The number of jihadists and radical Islamists based in Austria is increasing, Interior Minister Johanna Mikl-Leitner (ÖVP) said on Friday in Vienna.
Three of the ten alleged jihadists arrested earlier this week are thought to have returned from fighting in Syria, according to the Federal Office against Terrorism and for Protection of the Constitution (BVT).
Of the 130 people identified as jihadists by the authorities, the majority are thought to be Russian citizens, but 40 of them are believed to be Austrian citizens, according to Mikl-Leitner.
Two thirds have already returned from fighting abroad, and one third is currently fighting in Iraq or Syria, or on their way there.
Last year Austria withdrew the asylum status of 96 Russian citizens who were identified as being involved in radicalization, Mikl-Leitner said.
She said this would also be the case for nine of the group recently arrested, who are thought to have come to Austria from Chechnya as refugees. She could not confirm how long this process would take.
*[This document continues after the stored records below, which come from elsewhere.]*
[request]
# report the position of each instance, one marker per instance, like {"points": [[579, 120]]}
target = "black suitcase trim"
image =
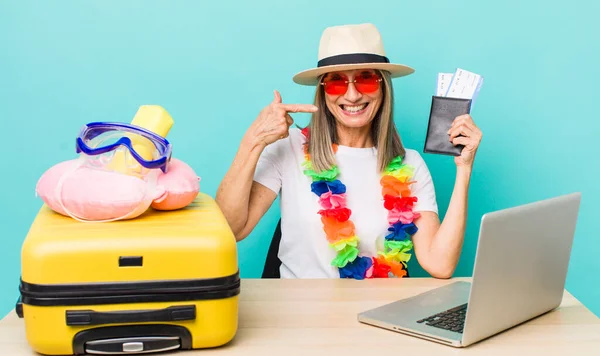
{"points": [[129, 292]]}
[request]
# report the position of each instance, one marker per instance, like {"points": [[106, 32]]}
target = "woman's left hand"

The ten men are accused of belonging to and funding a terrorist organization, and of fraudulently claiming welfare to raise the money to go and fight abroad, said BVT director Konrad Kogler.
He said that the profile for those likely to become jihadists is becoming clear – young men, who often have no training and no prospects. Kogler appealed to parents and relatives to come forward if they believe a family member is being radicalized.
Mikl-Leitner said that mosques were increasingly a place where young men became radicalized, as well as online.
SPÖ justice spokesman Hannes Jarolim called for the state to be "sharp and clear" in reacting to cases of suspected jihadists. He said anyone joining extremists in war zones should immediately lose their asylum status or residence permit.
Justice Minister Wolfgang Brandstetter (ÖVP) called for joint action at European level against extremists who join the fight for an Islamic State. It is "high time to make these threatening developments a subject at European level," he told the Austrian press agency.